Blueheron got a hold of him, and I got off as quickly as I could without flat bailing. Figured that would of just cinched his meltdown, I think he would have crumbled if I'd panicked.
He did get in trouble. He was blowing over me on the ground. I took him out to go find the monsters. Told him, "I am way scarier than any monsters out here." So we went for a walk. We walked with intent..."Lets go find the monsters." We went to every place that seem scarier to him...look for the bogeymen. "Nope no bogeymen." After about three of his omg scary spots he almost seemed embarrassed and quit. He did have one moment where he went to run over the top of me, and I kicked him in the chest to keep him from flattening me. HOLYCRAP...who knew Top was a full contact sport. He quit. He seemed genuinely shocked that I'd kicked him. Not more worried, but kind of ashamed. It seemed like slapping a hysterical person to snap them out of it.
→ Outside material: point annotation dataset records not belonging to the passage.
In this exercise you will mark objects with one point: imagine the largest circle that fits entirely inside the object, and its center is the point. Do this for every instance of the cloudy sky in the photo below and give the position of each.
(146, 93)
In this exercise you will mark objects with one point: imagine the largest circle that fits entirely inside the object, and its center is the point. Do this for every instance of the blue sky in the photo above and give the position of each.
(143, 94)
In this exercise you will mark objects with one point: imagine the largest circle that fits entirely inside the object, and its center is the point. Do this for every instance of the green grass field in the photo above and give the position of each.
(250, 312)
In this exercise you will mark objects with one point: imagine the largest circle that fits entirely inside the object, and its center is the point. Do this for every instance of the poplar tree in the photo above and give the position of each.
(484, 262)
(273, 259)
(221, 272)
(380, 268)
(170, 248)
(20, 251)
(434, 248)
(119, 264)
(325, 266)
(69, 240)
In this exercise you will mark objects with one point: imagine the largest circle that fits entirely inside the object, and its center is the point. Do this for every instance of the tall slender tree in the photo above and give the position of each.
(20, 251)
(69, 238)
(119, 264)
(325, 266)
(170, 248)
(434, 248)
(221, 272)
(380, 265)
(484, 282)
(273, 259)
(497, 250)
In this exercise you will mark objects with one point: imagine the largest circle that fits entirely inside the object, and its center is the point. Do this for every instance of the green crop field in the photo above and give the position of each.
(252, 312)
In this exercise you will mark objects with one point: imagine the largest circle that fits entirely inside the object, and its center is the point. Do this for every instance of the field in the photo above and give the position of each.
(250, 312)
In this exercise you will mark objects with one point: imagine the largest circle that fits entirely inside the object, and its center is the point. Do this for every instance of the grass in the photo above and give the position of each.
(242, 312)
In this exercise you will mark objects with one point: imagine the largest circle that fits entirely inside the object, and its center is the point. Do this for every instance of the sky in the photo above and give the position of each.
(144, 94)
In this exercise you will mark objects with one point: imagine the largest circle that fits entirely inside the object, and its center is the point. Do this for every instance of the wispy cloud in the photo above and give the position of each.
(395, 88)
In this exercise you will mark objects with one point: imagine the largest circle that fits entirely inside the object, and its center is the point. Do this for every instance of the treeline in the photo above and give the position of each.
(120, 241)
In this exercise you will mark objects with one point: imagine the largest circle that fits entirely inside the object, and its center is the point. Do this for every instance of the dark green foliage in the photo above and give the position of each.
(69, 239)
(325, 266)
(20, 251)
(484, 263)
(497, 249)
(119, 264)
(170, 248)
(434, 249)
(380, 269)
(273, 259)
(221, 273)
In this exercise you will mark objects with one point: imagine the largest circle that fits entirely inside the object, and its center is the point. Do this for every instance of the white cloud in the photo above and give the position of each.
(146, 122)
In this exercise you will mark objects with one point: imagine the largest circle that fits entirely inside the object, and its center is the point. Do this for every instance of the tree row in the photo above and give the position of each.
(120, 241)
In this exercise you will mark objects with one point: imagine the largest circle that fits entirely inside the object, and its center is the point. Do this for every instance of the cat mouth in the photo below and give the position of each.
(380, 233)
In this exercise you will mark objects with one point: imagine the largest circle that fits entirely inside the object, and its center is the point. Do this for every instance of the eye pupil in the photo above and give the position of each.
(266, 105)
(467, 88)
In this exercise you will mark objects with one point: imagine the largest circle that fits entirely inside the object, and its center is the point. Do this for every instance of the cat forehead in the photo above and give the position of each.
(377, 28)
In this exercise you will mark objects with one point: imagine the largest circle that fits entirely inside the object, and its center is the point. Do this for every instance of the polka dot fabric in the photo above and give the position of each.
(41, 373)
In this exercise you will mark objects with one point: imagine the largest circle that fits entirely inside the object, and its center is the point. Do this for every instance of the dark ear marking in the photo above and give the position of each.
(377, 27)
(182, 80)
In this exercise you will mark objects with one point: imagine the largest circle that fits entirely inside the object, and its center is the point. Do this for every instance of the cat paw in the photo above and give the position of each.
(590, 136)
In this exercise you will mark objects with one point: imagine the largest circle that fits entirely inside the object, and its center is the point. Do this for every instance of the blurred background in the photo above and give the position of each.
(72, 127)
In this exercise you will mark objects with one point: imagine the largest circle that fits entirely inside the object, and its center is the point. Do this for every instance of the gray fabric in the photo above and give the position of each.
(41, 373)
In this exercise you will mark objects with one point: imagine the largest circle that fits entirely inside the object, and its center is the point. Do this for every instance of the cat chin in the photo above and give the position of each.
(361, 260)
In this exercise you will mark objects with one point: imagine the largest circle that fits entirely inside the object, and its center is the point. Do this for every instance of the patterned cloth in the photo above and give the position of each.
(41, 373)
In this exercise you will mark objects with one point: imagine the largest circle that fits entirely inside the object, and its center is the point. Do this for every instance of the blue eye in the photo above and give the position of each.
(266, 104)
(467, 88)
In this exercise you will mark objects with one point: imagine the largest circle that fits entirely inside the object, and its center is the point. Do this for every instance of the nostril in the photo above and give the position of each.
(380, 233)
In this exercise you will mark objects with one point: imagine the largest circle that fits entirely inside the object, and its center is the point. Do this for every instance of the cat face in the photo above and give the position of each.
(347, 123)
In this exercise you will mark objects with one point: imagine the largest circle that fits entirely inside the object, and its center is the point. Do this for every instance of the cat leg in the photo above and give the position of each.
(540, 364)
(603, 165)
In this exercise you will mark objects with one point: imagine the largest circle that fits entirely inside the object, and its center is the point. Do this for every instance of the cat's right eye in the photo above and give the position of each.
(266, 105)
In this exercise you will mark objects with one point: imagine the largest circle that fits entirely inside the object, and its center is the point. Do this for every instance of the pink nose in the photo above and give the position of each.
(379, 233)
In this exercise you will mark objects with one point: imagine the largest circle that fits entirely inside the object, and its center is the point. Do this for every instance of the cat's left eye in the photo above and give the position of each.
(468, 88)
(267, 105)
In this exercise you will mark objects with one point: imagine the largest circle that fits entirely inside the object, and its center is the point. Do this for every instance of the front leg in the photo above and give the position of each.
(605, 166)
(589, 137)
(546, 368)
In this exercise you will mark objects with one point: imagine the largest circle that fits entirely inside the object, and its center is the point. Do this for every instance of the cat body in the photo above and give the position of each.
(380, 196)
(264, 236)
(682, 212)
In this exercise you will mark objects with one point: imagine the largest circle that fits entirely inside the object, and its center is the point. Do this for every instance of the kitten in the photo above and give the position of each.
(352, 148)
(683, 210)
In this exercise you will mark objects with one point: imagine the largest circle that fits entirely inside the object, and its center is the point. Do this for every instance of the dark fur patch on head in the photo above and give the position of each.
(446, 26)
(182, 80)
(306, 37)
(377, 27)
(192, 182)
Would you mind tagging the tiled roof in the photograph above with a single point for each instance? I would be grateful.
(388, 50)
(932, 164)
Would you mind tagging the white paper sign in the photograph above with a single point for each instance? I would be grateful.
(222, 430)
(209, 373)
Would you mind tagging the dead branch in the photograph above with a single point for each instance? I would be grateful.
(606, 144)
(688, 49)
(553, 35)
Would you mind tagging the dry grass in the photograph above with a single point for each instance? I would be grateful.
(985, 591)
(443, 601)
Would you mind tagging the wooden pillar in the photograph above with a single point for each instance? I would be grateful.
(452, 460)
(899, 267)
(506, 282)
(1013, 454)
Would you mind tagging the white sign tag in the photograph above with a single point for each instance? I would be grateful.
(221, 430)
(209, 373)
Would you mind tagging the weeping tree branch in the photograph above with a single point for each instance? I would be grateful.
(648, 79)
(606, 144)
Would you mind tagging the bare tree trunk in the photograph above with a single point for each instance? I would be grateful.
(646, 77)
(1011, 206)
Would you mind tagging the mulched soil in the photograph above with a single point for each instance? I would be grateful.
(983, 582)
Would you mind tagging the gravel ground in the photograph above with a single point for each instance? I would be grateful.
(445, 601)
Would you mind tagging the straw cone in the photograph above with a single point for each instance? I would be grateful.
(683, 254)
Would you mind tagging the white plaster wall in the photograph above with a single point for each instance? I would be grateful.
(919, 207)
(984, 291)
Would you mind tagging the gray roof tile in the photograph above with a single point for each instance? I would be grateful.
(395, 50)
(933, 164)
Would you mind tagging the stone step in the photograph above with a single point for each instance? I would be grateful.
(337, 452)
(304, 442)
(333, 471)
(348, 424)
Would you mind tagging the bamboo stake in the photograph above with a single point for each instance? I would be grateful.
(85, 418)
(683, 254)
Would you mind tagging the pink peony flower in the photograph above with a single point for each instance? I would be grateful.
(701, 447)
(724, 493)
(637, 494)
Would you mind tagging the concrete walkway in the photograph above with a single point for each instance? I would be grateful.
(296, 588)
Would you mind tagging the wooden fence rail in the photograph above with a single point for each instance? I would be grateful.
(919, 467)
I took him out the next day. He'd lost 2-3 inches in girth size in a 24hr period. He was much more himself the next day. Kind of subdued, almost fragile. He got treats, lots of praise and pets. I put one of my old students up on him on the lunge line. She was a witness to the previous day. Kind of in shock at his behavior. Her quote was, "That is the scariest thing I've ever seen." He did really well with her on the lunge. I did not turn them loose. She noted, "As long as he can see you he's fine." They'd be on the circle around me, and he'd look at me, checking in...'Am I good? Am I doing it right?' He did quite well, and we ended on a good note. Hosed his legs off. Groomed him well, more treats and put him back in his pen with a snack.
This horse can make me feel so sad. I can't imagine what it must feel like to check out in panic like he does. I'm glad these episodes are becoming few and far between. In the moment when he's checked out he's a danger to himself and those around him. We're going to work on this. These is nothing so scary or bad that is going to come for him that I wont stop before it gets to him. That's what he has to believe. He was starting to believe it on our walk. Now we have to reinforce it with repetition. He almost has to believe that I am scarier/meaner than anything else out there, and I'm on his side.